Pros
Supportive RMs (although towing the company KPI obsession), genuine push to support clients needs Individual clinicians were hard working, innovative, trying their best, motivated to do the best by their clients, provided each other peer supervision. Clients are diverse, and in great need, they are appreciative of the work you do with them. Supervisors were great internship requirements.
Cons
Excessive caseloads and referrals, only measure of success is billable hours, poor boundaries with clients and their expectations. We would say yes clients, and had no discharge model, you had no discretion over saying no to a referral. You feel overloaded, and incompetent due to chronic stress, and then burn out basically. CEO would send emails around saying we didn't work hard enough, this included an email in the first few weeks of the pandemic, chastising the employees as a whole workforce for not writing reports faster, as if we were all somehow lazy?
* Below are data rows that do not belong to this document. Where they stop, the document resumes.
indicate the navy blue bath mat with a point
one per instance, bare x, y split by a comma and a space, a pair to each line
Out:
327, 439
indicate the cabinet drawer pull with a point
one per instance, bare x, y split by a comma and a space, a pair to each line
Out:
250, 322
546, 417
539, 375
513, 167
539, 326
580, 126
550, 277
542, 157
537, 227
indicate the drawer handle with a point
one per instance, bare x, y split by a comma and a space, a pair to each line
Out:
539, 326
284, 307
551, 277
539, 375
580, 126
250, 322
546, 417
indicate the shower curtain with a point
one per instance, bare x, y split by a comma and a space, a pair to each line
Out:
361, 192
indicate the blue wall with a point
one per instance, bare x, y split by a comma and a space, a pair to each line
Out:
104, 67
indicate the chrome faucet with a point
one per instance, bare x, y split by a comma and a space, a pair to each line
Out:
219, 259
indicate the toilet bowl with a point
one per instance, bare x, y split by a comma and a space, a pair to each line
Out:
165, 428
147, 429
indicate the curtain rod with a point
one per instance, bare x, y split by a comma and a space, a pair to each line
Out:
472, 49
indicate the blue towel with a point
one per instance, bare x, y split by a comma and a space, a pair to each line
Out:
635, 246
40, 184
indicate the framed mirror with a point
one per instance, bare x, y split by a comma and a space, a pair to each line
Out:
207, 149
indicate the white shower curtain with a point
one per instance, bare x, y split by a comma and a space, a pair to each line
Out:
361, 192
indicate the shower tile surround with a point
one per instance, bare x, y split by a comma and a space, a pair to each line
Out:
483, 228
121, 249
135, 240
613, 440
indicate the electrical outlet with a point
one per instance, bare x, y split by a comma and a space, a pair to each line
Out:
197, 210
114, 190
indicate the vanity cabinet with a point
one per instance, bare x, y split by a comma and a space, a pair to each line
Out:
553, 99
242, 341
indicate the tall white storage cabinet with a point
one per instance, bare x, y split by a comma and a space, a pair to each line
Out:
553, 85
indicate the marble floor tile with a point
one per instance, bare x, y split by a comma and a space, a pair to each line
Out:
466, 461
Very little support for our own mental health was offered, it was very much put yourself last mentality. No work life balance unless you ignored the messages from management, and just didn't book yourself in to meet the KPIs. Everything was about being more efficient, so we could bill more, but also so we could increase our case load. There was no end in sight, the better you got at your job, the more referrals you would have with no cap. Clients didn't get quality care, because you had no time to complete the whole process required for each person. We charged out provisional psychs at the rate of a registered psych, until the NDIS pulled up the whole industry on that. The culture came from the CEO + Founding and Managing Director too. Both sent out emails blaming clinicians as a whole for slow reports/poor quality reports, when in reality, everyone was so burnt out, of course they were making mistakes. In addition they decided to cut costs and remove the QA process. I wish the above weren't true, but there weren't many saving graces sadly.